I've been thinking a lot about the topic lately since I'm reading The Happiness Project by Gretchen Rubin. It is an incredibly inspiring, engaging, funny, real, eye-opening book, based on Gretchen's popular blog of the same name. She spent a year testing out different research and theories on achieving happiness, boiling it down to everyday stuff anyone can do. It might be the most helpful book on the topic you'll ever read. It is that good.
Max has redefined what happiness means to me. Before he came along, happiness usually meant a big chunk of pleasure—a vacation, a promotion, buying my first place. Through Max, I have come to appreciate the little joys. Of watching him color, something he only got into this year. Of making him giggle when I chase him around the house. Of seeing his eyes light up when we're out and he spots something purple and exclaims, "UR-UL!" "UR-UL!" Of the wicked grin he gets on his face when he's teasing his sister (I know, it is so wrong of me to be happy about that but I can't help it). Of watching him struggle to try and do something, like pick up a toy, until he figures out a way. Of the beautiful mess he makes when he holds an ice-cream all by himself and eats it. Of the squeal he lets out when he's careening down our street in his jeep as I beg, "Slow down, Maaaaaaaax!!!!!!" (I think he's more amused by my pleading than by the speed.)
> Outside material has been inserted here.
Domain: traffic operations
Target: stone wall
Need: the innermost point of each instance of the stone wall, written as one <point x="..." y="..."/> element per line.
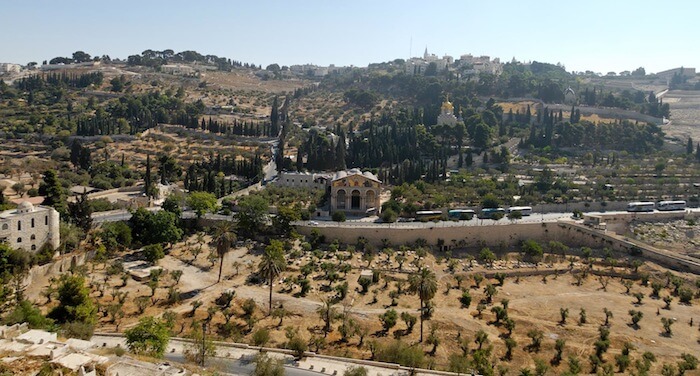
<point x="59" y="265"/>
<point x="510" y="235"/>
Obviously, kids have a way of making you appreciate the "small moments," as Gretchen calls them. But I think those small moments are even more bliss-inducing when you have a kid with special needs. Not that Max (or Sabrina) provide the only small joys I have in my life. Sunday morning, I got to take a long-ish shower; I blasted the shower radio and sang along to The Kinks' "Come Dancing," and that made me happy. As I wrote this I downed three chocolate-coated Oreos, and they made me happy. Then Dave walked in and gave me a neck massage. He gets happiness pointers for trying, but my knotted-up neck is a sorry excuse for a neck right now. Oh, and in case you're wondering, Hip Hop Harry doesn't make me particularly happy, though watching Max try to breakdance does.